Yuma Sun

Federal judge rejects state’s efforts to deny driver’s licenses to DACA enrollees

- BY HOWARD FISCHER

PHOENIX — A federal judge has swatted down efforts by the Ducey administra­tion to deny licenses to some deferred action recipients even after a federal appeals court ruled that such a move was illegal for others.

In a sometimes sharply worded ruling, Judge David Campbell pointed out that the 9th Circuit Court of Appeals told Arizona in no uncertain terms years ago that “dreamers’’ with certain Employment Authorizat­ion Documents are lawfully present in this country and cannot be denied licenses. Since then, the state has complied and those in the Deferred Action for Childhood Arrivals program have been licensed.

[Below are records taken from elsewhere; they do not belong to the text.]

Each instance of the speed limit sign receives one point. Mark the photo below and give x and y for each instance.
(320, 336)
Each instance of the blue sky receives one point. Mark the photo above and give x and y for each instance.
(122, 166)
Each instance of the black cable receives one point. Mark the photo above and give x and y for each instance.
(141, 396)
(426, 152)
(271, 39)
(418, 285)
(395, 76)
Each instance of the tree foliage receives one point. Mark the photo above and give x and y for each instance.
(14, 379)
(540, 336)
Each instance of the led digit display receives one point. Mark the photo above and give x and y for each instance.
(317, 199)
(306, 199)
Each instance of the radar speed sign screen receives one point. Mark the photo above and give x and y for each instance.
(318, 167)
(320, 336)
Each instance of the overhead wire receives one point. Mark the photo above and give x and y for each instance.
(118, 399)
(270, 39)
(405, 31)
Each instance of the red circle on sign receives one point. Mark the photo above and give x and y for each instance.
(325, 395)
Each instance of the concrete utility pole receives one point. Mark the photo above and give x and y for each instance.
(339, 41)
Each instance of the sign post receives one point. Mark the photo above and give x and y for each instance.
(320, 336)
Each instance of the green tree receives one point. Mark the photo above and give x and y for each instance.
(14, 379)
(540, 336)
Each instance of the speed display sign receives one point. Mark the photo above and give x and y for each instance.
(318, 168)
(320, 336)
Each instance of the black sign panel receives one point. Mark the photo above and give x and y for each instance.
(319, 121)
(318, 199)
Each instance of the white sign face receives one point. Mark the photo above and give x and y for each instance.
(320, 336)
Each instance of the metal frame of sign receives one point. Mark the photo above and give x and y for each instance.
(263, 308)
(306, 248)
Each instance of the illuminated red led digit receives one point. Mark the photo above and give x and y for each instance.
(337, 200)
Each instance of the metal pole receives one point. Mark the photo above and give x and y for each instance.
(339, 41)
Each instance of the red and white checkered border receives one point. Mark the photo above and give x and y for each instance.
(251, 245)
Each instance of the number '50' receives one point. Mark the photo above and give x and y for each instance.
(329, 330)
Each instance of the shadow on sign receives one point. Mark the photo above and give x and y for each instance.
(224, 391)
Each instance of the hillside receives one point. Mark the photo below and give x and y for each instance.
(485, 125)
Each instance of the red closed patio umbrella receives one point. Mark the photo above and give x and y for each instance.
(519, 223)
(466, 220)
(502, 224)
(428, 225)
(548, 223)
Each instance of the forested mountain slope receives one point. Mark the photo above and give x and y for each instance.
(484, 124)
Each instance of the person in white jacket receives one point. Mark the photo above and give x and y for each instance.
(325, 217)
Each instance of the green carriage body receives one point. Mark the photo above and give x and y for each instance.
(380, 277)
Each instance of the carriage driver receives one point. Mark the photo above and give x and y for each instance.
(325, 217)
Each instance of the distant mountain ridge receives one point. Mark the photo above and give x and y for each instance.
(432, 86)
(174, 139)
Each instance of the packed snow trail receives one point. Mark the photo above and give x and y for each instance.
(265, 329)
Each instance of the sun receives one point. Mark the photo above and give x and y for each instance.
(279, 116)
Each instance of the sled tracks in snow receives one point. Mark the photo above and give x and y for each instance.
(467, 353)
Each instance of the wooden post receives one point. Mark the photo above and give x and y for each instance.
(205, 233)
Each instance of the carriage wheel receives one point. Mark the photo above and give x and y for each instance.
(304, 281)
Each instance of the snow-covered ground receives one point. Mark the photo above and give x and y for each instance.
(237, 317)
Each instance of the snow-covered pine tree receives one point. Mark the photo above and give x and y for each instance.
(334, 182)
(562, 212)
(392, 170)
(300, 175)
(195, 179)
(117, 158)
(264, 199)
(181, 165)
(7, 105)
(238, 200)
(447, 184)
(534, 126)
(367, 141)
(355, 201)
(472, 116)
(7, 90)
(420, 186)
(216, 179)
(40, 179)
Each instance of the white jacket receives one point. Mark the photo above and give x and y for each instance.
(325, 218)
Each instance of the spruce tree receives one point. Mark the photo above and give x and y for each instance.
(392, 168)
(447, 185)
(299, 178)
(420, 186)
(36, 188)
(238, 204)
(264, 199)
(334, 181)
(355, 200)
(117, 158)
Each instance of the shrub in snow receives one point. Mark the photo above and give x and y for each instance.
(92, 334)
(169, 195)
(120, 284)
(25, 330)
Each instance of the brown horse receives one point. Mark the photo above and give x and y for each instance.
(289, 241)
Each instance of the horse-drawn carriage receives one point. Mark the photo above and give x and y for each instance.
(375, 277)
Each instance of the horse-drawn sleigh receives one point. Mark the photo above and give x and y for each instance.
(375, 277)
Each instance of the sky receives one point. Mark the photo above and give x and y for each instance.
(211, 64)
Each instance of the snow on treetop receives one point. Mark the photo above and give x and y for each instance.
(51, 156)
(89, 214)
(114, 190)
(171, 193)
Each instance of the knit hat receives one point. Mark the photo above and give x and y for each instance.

Yet state officials have refused to provide licenses to others in different deferred action programs to whom the federal government issued the exact same employment documents, like domestic violence victims. And that, said Campbell, is illegal.

“The federal government makes no distinctio­n,’’ the judge wrote.

In his new ruling, Campbell also said the record shows the state has been playing litigation games, changing its policies in an attempt at first to justify denying licenses to dreamers and, when that didn’t work, to deny licenses to other deferred action recipients.

Gubernator­ial press aide Daniel Scarpinato said the governor and the state Department of Transporta­tion, who have been using taxpayer dollars to hire a private attorney to defend the policy, will be reviewing the ruling before deciding how to respond and whether to appeal.

But Nicolas Espiritu, an attorney with the National Immigratio­n Law Center, said it is a clear -- and crucial -- victory for potentiall­y 1,000 people who the state has been arguing should not get a license to drive.

“These individual­s will be able to go into MVDs throughout the state and present the same documents as all other individual­s who are just like them, who have a document that proves their identity and proves their authorizat­ion to be in the country, and they’ll be able to get a driver’s license,’’ he said.

The case is a spinoff of the original lawsuit filed against the state after then-Gov. Jan Brewer directed ADOT not to issue licenses to those who were part of the Deferred Action for Childhood Arrivals program enacted by the Obama administra­tion. That program allows those who arrived in this country as children to remain without fear of deportatio­n.